Por: Luiz Gonzaga Pinheiro

Sexto Sentido

Ele não existiria, seria um jeito de ver, um olhar desconfiado, um passo perigoso que os sensatos não dão. Mas é inegável que esse sexto sentido, existindo ou não, teria tudo a ver com a intuição, essa sim uma verdadeira entidade, de caráter mais feminino. Foi a intuição quem instruiu o “sexto sentido” da mulher de um amigo e a remeteu para o bolso do paletó, onde estava uma nota fiscal de hotel.
O resto foi de um pragmatismo cruel e inapelável, levando o desprevenido a todas as labaredas do Inferno. Intuição e sexto sentido dos homens não indicaram um sinal vermelho para o desesperado dono do bolso e da notinha mortífera, mais letal que cicuta ou formicida. “Morreu” ali, embora tenha sido enterrado só cinco anos e uma cirrose depois. Um “sexto sentido”, digamos mais erudito, capta informações capazes de evitar catástrofes, antecipando eventos e danos reparáveis, se visto e provido de medidas aparentemente absurdas. Uma amiga de minha mais próxima estima costuma fazer previsões tidas como inaceitáveis, logo depois confirmadas: “Não é, mas está a caminho. Seis meses”, vaticina como quem não erra.
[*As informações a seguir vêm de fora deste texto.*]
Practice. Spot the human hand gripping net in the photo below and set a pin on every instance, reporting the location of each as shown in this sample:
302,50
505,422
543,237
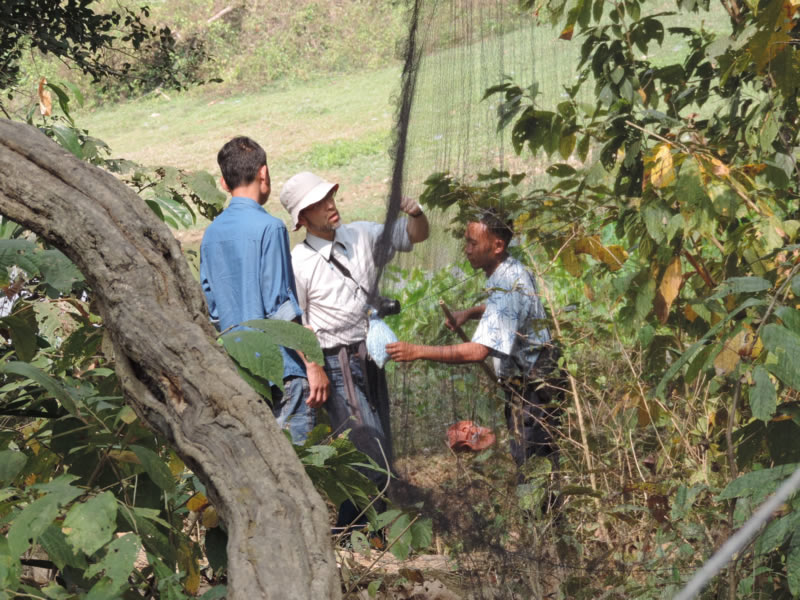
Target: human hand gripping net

E não tem errado em suas visões sobre os que, em breve, sairão do armário. Ela é fatal. Houve, como sabemos, noivos que abandonaram o altar, invadidos por uma superstição que merece melhor nome, em homenagem à outra forma mais razoável de premonição, outro departamento da intuição, quase sempre a serviços das mulheres.
Quem somos nós, sem tato, olho e ouvido, para nos compararmos com elas? A intuição, que é auxiliar desse sentido, nem sempre está a serviço do amor e, depois, da felicidade. É que há intuitivas que não “sacaram” o pilantra que se avizinhava de seu coração, levando-o de roldão, passando pelo altar, rumando casa adentro, ocupando camas e banheiros, algumas economias saídas de torturante dedicação ao trabalho, para servir ao amor.
Como dizem os espíritas, certas faculdades e privilégios não podem servir a causas próprias, sob pena de perdê-los, o que ensina na direção do uso do poder com a moderação e sabedoria que têm faltado aos afoitos, a quem tem cabido o castigo de comer cru. Sem ser um apaixonado pela cozinha japonesa, tem sido essa a refeição mais à minha mesa de pouca iguaria e nenhuma medida dionisíaca que acalme minha alma e refrigere meu corpo cansado de incorrigível trabalhador.